Anti-war leaders expressed anger that lawmakers ignored a flood of anti-war mail in voting last week for a resolution that grants George W. Bush authority to launch a unilateral, preemptive attack on Iraq.
Even so, the 133 House members and 23 Senators who voted against the war resolution signalled far stronger opposition than had been expected. It dashed Bush-Cheney hopes of gaining overwhelming congressional support so they could claim a popular mandate for war. Instead, Bush faces strong, and growing, opposition. He is taking a divided nation into a war for oil and world domination. More immediately, these deep divisions may encourage the UN to slow down Bush’s war juggernaut.
“Sen. Dianne Feinstein reported she had received 5,614 phone calls over six weeks with only 136 supporting Bush’s war plan,” said Scott Lynch, spokesperson for Peace Action. “Yet she voted for the war resolution. If politicians can ignore the will of their constituents then we have a structural failure of American democracy.”
Karen Talbot, leader of the San Francisco-based International Center for Peace and Justice, said she participated in the mobilization that bombarded California lawmakers with thousands of messages calling for peace. Sen. Barbara Boxer (D-Calif.), Rep. Barbara Lee (D-Calif.) and many others got the message and voted no. “There is so much anger that Feinstein not only voted for war but also called on Bush to invoke Taft-Hartley against the Longshore and Warehouse Union,” Talbot said. “There are calls to run someone against her next time she’s up for re-election.”
Rep. Dennis Kucinich (D-Ohio), a leader of the peace bloc, had predicted that about 100 House members would vote against the dangerous resolution. The fact that 133 voted against Bush “is a credit to the efforts of so many millions of people who called Capitol Hill to say, ‘No war on Iraq!’” said Lynch. “The effort paid off in convincing a number of lawmakers to vote no who otherwise might have voted yes.”
Over half the House Democratic Caucus voted no, a rebuff to House Minority Leader Richard Gephardt (D-Mo.), who helped draft the war resolution. Lynch urged people to get back in touch with lawmakers who voted no to thank them for taking a stand for peace and urge continued resistance to Bush’s drive toward war.
“We have to take our movement up a notch,” Lynch said. “We have to take to the streets in non-violent protests like the Oct. 26 march on Washington, the Pledge of Resistance, and any local street protests.”
With the Nov. 5 elections looming, “voters can interact with the candidates and make it clear they are opposed to a war against Iraq,” Lynch said. “All the polls show that a majority of the people are opposed to a unilateral, preemptive U.S. war on Iraq.”
Just before the House and Senate voted, a letter from CIA Director George Tenet was leaked, in which he wrote, “Baghdad for now appears to be drawing the line short of conducting terrorist attacks with conventional or C.B.W. [chemical and biological weapons] against the United States.” This contradicted Bush’s claims that Iraq is preparing to attack the U.S. at any minute.
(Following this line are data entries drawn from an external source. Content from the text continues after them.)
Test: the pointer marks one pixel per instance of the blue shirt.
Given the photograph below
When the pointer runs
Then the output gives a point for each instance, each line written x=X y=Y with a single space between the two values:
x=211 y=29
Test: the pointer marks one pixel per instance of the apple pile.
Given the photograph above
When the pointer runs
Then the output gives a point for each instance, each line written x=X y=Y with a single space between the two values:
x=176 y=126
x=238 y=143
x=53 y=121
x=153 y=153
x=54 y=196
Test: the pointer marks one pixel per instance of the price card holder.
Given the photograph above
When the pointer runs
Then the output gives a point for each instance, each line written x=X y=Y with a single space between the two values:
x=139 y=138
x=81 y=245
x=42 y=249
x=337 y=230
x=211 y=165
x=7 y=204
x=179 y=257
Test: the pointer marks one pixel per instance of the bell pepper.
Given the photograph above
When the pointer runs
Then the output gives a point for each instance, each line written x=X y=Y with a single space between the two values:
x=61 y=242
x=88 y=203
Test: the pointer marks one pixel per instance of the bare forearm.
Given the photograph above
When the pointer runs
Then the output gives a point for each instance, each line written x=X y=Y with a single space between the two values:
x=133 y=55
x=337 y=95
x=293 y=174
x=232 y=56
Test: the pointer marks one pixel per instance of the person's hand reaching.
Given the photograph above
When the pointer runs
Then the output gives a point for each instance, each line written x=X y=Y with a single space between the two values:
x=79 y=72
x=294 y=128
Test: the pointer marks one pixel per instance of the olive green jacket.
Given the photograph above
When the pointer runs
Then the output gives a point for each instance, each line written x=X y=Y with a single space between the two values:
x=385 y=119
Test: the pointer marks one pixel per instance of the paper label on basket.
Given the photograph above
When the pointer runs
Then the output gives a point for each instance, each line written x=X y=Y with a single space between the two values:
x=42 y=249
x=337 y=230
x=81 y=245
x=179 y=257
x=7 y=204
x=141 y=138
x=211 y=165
Congress ignored this, and other signs of deep splits within the administration, to approve a blank check for Bush.
Yet the anti-war tide continues to rise. The Institute for Policy Studies reported that in the past month, 400 rallies, marches, teach-ins and other anti-war protests have been staged across the country. Abroad, the French government continues to resist Bush’s drive for a UN Security Council resolution permitting the U.S. to invade Iraq. France and Germany are adamantly opposed to Bush’s real agenda, “regime change” in Iraq.
France is stiffening its resistance to Bush’s call for a Security Council resolution pre-authorizing a U.S. invasion if UN inspectors find proof that Iraq is producing, or seeking to produce, weapons of mass destruction. France is demanding a separate vote on a second resolution to permit use of force only if such facilities are discovered and Iraq refuses to dismantle them.
In granting the Nobel Peace Prize to former President Jimmy Carter, Oct. 11, the Nobel Committee’s formal citation declared, “In a situation currently marked by threats of the use of power, Carter has stood by the principles that conflicts must as far as possible be resolved through mediation and international cooperation based on international law, respect for human rights and economic development.”
Asked by a reporter if the Nobel Committee was delivering a “kick in the leg” to Bush, committee chairman Gunnar Berge replied, “Yes, the answer is an unconditional yes … the award can and must be seen as criticism of the line the current administration has taken on Iraq.”